NASM’s directives come in two types: user-level directives and primitive directives. Typically, each directive has a user-level form and a primitive form. In almost all cases, we recommend that users use the user-level forms of the directives, which are implemented as macros which call the primitive forms.
Primitive directives are enclosed in square brackets; user-level directives are not.
In addition to the universal directives described in this chapter, each object file format can optionally supply extra directives in order to control particular features of that file format. These format-specific directives are documented along with the formats that implement them, in Part IV.
The BITS directive
specifies whether Yasm should generate code designed to run on a processor operating in
16-bit mode, 32-bit mode, or 64-bit mode. The syntax is BITS
16, BITS 32, or BITS
64.
In most cases, you should not need to use BITS
explicitly. The coff, elf32,
macho32, and win32 object
formats, which are designed for use in 32-bit operating systems, all cause Yasm to select
32-bit mode by default. The elf64, macho64, and win64 object formats, which
are designed for use in 64-bit operating systems, both cause Yasm to select 64-bit mode
by default. The xdf object format allows you to specify each
segment you define as USE16, USE32, or USE64, and Yasm will set its
operating mode accordingly, so the use of the BITS directive
is once again unnecessary.
The most likely reason for using the BITS directive is to
write 32-bit or 64-bit code in a flat binary file; this is because the bin object format defaults to 16-bit mode in anticipation of it being
used most frequently to write DOS .COM programs, DOS
.SYS device drivers and boot loader software.
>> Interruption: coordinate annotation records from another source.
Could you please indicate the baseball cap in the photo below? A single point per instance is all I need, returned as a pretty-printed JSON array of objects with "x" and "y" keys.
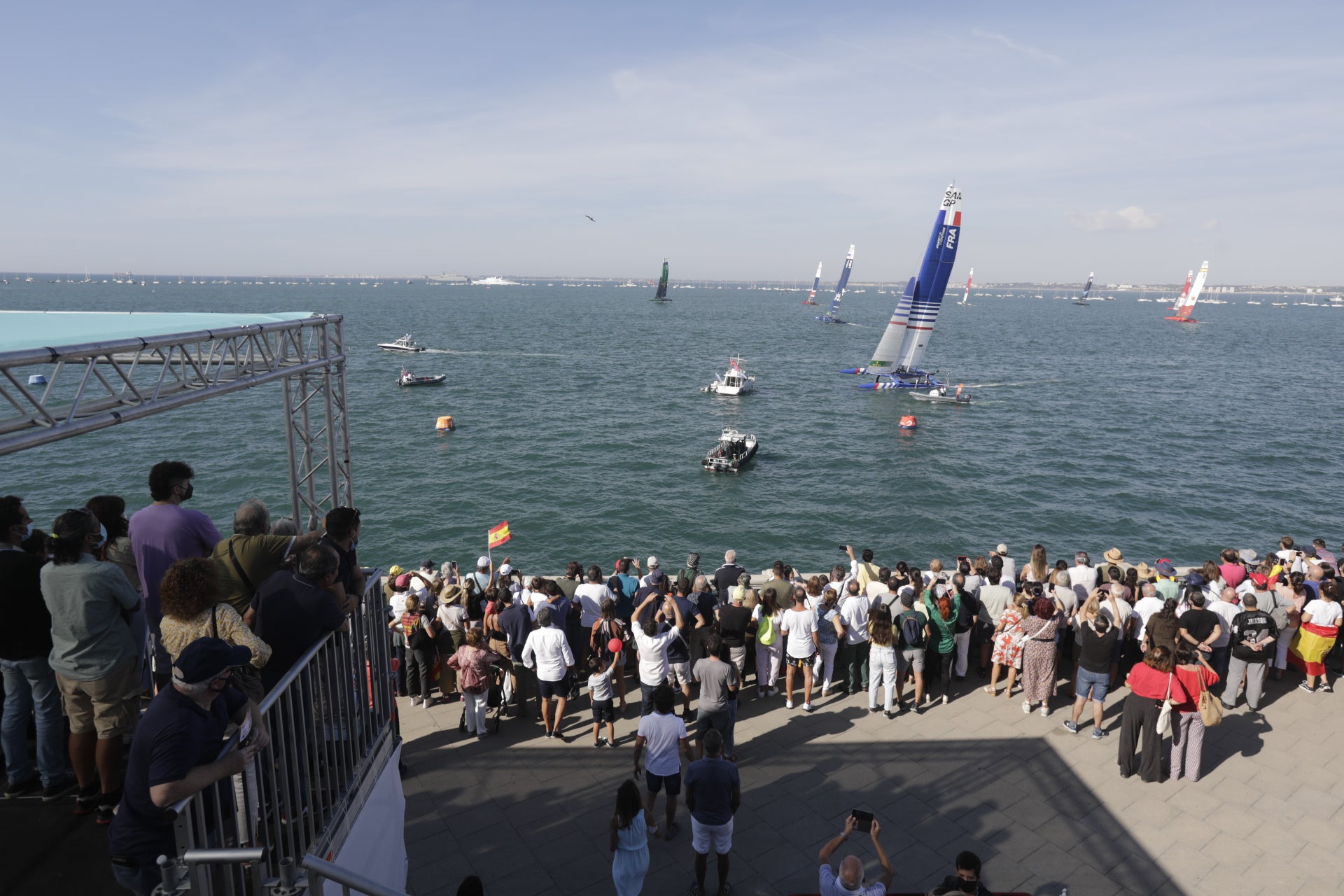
[{"x": 204, "y": 659}]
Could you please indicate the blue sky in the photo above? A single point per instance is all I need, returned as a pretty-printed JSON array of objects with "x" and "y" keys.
[{"x": 741, "y": 140}]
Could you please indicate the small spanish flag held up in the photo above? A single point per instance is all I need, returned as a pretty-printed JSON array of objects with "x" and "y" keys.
[{"x": 499, "y": 535}]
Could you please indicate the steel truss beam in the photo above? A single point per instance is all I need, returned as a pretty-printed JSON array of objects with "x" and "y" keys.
[{"x": 99, "y": 384}]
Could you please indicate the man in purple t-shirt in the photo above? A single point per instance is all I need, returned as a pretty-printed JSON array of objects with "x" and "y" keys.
[{"x": 163, "y": 533}]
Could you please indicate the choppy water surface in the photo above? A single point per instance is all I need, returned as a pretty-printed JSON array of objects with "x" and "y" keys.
[{"x": 580, "y": 421}]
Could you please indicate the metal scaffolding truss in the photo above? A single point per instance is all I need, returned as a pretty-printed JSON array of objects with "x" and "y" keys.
[{"x": 57, "y": 393}]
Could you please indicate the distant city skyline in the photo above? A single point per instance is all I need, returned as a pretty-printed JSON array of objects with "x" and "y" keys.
[{"x": 1135, "y": 141}]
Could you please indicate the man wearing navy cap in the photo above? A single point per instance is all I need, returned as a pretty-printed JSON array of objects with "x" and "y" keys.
[{"x": 174, "y": 757}]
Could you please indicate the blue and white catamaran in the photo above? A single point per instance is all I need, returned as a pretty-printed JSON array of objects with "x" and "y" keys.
[
  {"x": 816, "y": 282},
  {"x": 830, "y": 317},
  {"x": 895, "y": 365}
]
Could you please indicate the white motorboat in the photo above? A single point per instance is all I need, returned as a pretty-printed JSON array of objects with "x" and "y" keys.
[
  {"x": 403, "y": 344},
  {"x": 734, "y": 382}
]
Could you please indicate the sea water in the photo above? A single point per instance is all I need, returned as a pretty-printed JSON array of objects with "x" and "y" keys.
[{"x": 581, "y": 422}]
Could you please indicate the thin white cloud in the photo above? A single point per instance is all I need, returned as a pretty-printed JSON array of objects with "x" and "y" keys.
[
  {"x": 1128, "y": 218},
  {"x": 1027, "y": 50}
]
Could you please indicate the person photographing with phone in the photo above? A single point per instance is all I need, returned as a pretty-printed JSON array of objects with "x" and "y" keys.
[
  {"x": 851, "y": 881},
  {"x": 174, "y": 757}
]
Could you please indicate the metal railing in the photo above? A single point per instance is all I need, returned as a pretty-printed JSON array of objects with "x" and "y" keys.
[{"x": 330, "y": 719}]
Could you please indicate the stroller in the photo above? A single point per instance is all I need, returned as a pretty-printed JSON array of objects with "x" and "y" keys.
[{"x": 495, "y": 699}]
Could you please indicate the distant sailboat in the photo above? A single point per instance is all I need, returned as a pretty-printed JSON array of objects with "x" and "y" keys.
[
  {"x": 662, "y": 296},
  {"x": 1082, "y": 300},
  {"x": 816, "y": 282},
  {"x": 904, "y": 343},
  {"x": 1189, "y": 296},
  {"x": 830, "y": 317}
]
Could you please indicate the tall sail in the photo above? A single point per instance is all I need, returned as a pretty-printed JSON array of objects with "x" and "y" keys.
[
  {"x": 663, "y": 282},
  {"x": 816, "y": 282},
  {"x": 932, "y": 281},
  {"x": 840, "y": 285},
  {"x": 1186, "y": 304},
  {"x": 907, "y": 332}
]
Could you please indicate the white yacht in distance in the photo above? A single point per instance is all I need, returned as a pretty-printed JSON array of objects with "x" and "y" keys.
[
  {"x": 734, "y": 382},
  {"x": 403, "y": 344}
]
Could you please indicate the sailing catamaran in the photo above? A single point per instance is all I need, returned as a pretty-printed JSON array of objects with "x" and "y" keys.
[
  {"x": 1082, "y": 300},
  {"x": 1189, "y": 296},
  {"x": 830, "y": 317},
  {"x": 662, "y": 296},
  {"x": 906, "y": 337},
  {"x": 816, "y": 282}
]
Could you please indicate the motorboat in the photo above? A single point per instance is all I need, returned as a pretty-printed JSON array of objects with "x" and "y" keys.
[
  {"x": 940, "y": 397},
  {"x": 410, "y": 379},
  {"x": 403, "y": 344},
  {"x": 732, "y": 451},
  {"x": 734, "y": 382}
]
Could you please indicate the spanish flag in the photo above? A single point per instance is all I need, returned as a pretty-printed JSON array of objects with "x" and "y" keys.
[{"x": 499, "y": 535}]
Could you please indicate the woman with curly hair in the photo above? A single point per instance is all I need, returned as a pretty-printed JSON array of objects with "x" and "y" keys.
[{"x": 192, "y": 609}]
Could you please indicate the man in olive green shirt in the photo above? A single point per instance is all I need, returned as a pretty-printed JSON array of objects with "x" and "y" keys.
[{"x": 251, "y": 555}]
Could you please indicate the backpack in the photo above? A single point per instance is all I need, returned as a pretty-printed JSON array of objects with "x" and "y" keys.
[
  {"x": 768, "y": 631},
  {"x": 472, "y": 679},
  {"x": 911, "y": 630}
]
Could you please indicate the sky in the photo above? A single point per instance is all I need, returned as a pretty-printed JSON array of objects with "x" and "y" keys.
[{"x": 741, "y": 140}]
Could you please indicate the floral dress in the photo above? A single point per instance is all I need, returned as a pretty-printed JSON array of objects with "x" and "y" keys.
[
  {"x": 1008, "y": 643},
  {"x": 1038, "y": 659}
]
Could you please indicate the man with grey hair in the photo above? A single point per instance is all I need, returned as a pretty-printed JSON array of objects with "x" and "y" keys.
[
  {"x": 727, "y": 575},
  {"x": 252, "y": 555},
  {"x": 547, "y": 650},
  {"x": 295, "y": 610},
  {"x": 851, "y": 880}
]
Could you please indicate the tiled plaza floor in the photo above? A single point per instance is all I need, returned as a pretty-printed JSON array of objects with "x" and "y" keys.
[{"x": 1043, "y": 808}]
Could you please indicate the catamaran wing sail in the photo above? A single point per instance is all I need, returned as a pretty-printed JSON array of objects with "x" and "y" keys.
[
  {"x": 663, "y": 282},
  {"x": 840, "y": 285},
  {"x": 907, "y": 333},
  {"x": 816, "y": 282},
  {"x": 1187, "y": 301}
]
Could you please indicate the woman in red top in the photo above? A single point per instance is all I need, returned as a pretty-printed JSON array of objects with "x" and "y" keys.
[
  {"x": 1195, "y": 675},
  {"x": 1148, "y": 687}
]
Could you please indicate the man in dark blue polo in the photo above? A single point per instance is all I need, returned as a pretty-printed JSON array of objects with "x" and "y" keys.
[{"x": 174, "y": 757}]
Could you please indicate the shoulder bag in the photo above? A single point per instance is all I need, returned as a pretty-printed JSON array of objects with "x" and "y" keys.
[
  {"x": 1210, "y": 707},
  {"x": 1164, "y": 716}
]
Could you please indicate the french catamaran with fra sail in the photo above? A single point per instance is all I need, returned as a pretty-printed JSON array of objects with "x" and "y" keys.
[{"x": 895, "y": 365}]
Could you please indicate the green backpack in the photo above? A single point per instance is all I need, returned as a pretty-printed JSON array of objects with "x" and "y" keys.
[{"x": 768, "y": 631}]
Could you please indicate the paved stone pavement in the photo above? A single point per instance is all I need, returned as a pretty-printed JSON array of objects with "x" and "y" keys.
[{"x": 1043, "y": 808}]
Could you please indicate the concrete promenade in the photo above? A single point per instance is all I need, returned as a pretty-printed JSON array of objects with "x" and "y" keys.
[{"x": 1043, "y": 808}]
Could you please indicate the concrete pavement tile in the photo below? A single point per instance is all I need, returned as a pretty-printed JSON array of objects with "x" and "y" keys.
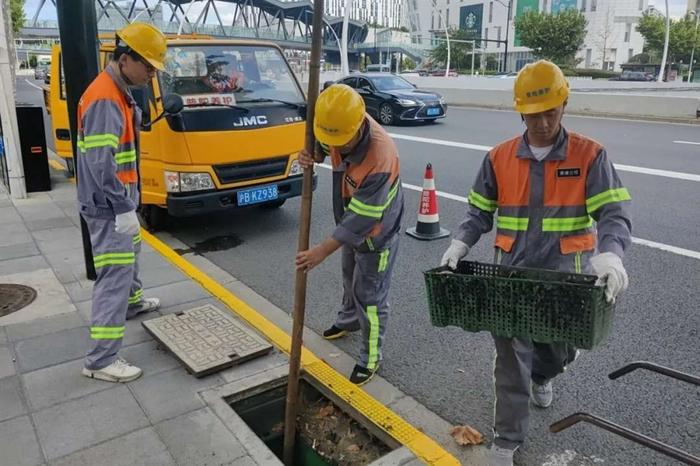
[
  {"x": 51, "y": 349},
  {"x": 10, "y": 215},
  {"x": 255, "y": 366},
  {"x": 149, "y": 357},
  {"x": 169, "y": 394},
  {"x": 7, "y": 365},
  {"x": 140, "y": 448},
  {"x": 200, "y": 439},
  {"x": 245, "y": 461},
  {"x": 177, "y": 293},
  {"x": 51, "y": 297},
  {"x": 58, "y": 239},
  {"x": 18, "y": 250},
  {"x": 56, "y": 384},
  {"x": 23, "y": 264},
  {"x": 11, "y": 402},
  {"x": 48, "y": 223},
  {"x": 79, "y": 291},
  {"x": 18, "y": 443},
  {"x": 37, "y": 327},
  {"x": 92, "y": 420},
  {"x": 158, "y": 276}
]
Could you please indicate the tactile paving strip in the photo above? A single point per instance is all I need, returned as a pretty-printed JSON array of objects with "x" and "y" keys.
[{"x": 207, "y": 339}]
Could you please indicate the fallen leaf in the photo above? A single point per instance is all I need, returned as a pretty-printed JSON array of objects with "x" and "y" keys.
[
  {"x": 465, "y": 435},
  {"x": 353, "y": 449},
  {"x": 326, "y": 411}
]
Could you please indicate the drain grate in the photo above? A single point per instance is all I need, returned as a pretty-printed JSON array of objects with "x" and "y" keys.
[
  {"x": 207, "y": 339},
  {"x": 15, "y": 297}
]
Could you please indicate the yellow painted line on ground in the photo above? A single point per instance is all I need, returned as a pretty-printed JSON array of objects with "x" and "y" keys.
[
  {"x": 420, "y": 444},
  {"x": 56, "y": 165}
]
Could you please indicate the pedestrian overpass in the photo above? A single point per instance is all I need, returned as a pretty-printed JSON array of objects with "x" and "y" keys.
[{"x": 287, "y": 23}]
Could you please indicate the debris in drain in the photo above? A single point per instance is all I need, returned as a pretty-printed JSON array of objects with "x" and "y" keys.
[
  {"x": 336, "y": 436},
  {"x": 466, "y": 435}
]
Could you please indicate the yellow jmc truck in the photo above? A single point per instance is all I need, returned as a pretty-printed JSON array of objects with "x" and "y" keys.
[{"x": 234, "y": 144}]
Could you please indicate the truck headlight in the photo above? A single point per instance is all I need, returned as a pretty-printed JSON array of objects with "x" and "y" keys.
[
  {"x": 295, "y": 168},
  {"x": 177, "y": 182}
]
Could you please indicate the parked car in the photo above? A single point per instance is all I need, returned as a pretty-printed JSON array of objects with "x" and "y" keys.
[
  {"x": 436, "y": 72},
  {"x": 390, "y": 98},
  {"x": 633, "y": 76},
  {"x": 39, "y": 72}
]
You do not need to specify BITS 32 merely in order to use 32-bit instructions in a 16-bit DOS
program; if you do, the assembler will generate incorrect code because it will be writing
code targeted at a 32-bit platform, to be run on a 16-bit one. However, it is necessary to specify BITS 64
to use 64-bit instructions and registers; this is done to allow use of those instruction
and register names in 32-bit or 16-bit programs, although such use will generate a
warning.
When Yasm is in BITS 16 mode, instructions which use
32-bit data are prefixed with an 0x66 byte, and those referring to 32-bit addresses have
an 0x67 prefix. In BITS 32 mode, the reverse is true: 32-bit
instructions require no prefixes, whereas instructions using 16-bit data need an 0x66 and
those working in 16-bit addresses need an 0x67.
When Yasm is in BITS 64 mode, 32-bit instructions usually
require no prefixes, and most uses of 64-bit registers or data size requires a REX
prefix. Yasm automatically inserts REX prefixes where necessary. There are also 8 more
general and SSE registers, and 16-bit addressing is no longer supported. The default
address size is 64 bits; 32-bit addressing can be selected with the 0x67 prefix. The
default operand size is still 32 bits, however, and the 0x66 prefix selects 16-bit
operand size. The REX prefix is used both to select 64-bit operand size, and to access
the new registers. A few instructions have a default 64-bit operand size.
When the REX prefix is used, the processor does not know how to address the
AH, BH, CH or DH (high 8-bit legacy) registers.
Instead, it is possible to access the the low 8-bits of the SP, BP SI, and
DI registers as SPL,
BPL, SIL, and DIL, respectively; but only when the REX prefix is used.
The BITS directive has an exactly equivalent primitive
form, [BITS 16], [BITS 32], and
[BITS 64]. The user-level form is a macro which has no
function other than to call the primitive form.